Sermaye birikim rejimi, belirli bir partinin 20 yıllık iktidarında yürütüldü ve bu durum deprem sonrası yıkılan binaların ve insanların yaşadığı sorunlarla doğrudan alakalı hale geldi. Ayrıca, var olan kamusal kurumlar özelleştirildi ve doğal varlıklar talan edilerek halkın mülksüz bırakılmasına sebep oldu. Bu durum insanların yaşadığı zorlukları arttırdı ve deprem sonrası çözüme ulaşması gereken sorunları daha da karmaşık hale getirdi.
Deprem, Hatay’da hala yaşanmakta olan sağlık, barınma, eğitim, çevre, mülkiyet, ekonomik ve sosyal sorunlara neden oldu. Çocukların ve gençlerin psikolojik durumlarındaki yıkımın yanı sıra eğitime dair de eşitsizliklerin sürdüğü belirtildi. Sağlık hakkına erişemeyenler olarak, tam teşekküllü bir hastanenin oluşturulması gerektiği ve mahallelerde nüfusu gözetilmeksizin Aile Sağlık Merkezleri’nin oluşturulması gerektiği ifade edildi. Bununla birlikte, enkaz kaldırma sürecinde özensiz davranıldığı ve Hatay’ın sağlık limit değerinin dört katı toz soluduğu raporda belirtildi.

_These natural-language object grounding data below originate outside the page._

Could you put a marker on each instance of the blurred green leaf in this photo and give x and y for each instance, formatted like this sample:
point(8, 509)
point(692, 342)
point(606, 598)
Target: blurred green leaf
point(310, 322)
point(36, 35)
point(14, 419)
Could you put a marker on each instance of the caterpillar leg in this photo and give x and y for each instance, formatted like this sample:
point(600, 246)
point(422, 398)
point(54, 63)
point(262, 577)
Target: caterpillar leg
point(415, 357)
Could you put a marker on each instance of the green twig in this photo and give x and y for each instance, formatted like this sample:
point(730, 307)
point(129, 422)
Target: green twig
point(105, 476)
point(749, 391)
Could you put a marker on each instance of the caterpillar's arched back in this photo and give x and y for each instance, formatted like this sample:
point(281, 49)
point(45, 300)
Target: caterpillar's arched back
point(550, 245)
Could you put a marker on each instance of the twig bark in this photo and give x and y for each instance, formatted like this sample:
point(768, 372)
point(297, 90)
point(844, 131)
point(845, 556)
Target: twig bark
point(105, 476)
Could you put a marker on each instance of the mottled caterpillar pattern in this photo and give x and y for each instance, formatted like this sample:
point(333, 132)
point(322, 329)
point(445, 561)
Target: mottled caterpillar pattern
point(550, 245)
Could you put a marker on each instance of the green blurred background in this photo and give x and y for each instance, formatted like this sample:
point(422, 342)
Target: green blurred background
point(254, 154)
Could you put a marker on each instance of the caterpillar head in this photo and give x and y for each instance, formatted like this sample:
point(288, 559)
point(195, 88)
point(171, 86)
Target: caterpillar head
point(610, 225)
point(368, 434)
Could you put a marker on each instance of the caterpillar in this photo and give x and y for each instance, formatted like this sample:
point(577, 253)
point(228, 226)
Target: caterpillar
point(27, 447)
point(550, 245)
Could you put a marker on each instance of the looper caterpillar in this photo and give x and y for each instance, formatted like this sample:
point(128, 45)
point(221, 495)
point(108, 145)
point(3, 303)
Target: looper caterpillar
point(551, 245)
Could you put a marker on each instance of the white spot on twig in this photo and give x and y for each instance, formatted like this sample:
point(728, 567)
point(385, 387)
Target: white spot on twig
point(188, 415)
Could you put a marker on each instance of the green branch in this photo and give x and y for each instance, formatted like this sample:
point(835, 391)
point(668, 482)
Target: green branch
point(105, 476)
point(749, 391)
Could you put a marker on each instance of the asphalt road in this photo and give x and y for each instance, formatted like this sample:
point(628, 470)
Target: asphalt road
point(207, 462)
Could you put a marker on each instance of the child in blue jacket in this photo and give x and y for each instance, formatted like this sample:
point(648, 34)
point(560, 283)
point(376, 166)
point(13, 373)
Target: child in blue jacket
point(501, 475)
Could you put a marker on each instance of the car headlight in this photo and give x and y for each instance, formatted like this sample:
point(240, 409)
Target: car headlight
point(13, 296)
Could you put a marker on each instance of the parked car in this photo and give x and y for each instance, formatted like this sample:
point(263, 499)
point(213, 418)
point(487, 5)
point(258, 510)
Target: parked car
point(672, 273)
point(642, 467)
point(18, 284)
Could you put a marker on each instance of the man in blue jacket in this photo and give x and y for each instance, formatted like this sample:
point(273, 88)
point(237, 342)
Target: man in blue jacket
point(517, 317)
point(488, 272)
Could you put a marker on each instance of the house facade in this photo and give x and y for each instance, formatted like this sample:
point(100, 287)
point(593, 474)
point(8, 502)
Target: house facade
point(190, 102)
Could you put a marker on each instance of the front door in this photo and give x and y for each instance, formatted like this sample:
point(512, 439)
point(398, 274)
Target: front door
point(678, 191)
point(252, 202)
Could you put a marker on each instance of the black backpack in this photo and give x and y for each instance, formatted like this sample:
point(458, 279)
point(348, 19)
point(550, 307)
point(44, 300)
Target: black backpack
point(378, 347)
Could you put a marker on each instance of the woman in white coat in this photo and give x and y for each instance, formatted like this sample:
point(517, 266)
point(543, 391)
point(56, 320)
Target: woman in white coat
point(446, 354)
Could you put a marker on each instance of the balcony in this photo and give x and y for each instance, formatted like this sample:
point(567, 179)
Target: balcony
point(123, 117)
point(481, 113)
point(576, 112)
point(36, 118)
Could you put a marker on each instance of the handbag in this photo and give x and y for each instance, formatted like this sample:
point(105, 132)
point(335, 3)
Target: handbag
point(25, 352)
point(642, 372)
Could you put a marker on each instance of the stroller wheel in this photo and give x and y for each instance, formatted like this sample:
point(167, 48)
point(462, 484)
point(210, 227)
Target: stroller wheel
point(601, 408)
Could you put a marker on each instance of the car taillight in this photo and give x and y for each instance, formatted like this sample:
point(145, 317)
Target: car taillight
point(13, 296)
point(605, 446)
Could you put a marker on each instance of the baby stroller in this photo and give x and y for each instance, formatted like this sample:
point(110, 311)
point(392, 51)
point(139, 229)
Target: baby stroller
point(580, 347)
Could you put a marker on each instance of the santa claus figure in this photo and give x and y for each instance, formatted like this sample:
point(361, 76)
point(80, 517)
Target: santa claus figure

Deprem sonrasında Hatay’da atılması gereken adımlar hızlı bir şekilde atılmalıdır. Bununla birlikte, devletin bu kente özel bir bütçe ayırmasının elzem olduğu ve Özel Afet Bölgesi ilan edilmesinin talep edildiği belirtildi. Hatay halkı, yaşadıkları mağduriyetleri, hak arama konusundaki çabalarını ve devletin yaşananlardan sonra özeleştiri vermemesini, istifa etmemesini unutmayacaklarını ve affetmeyeceklerini belirtti.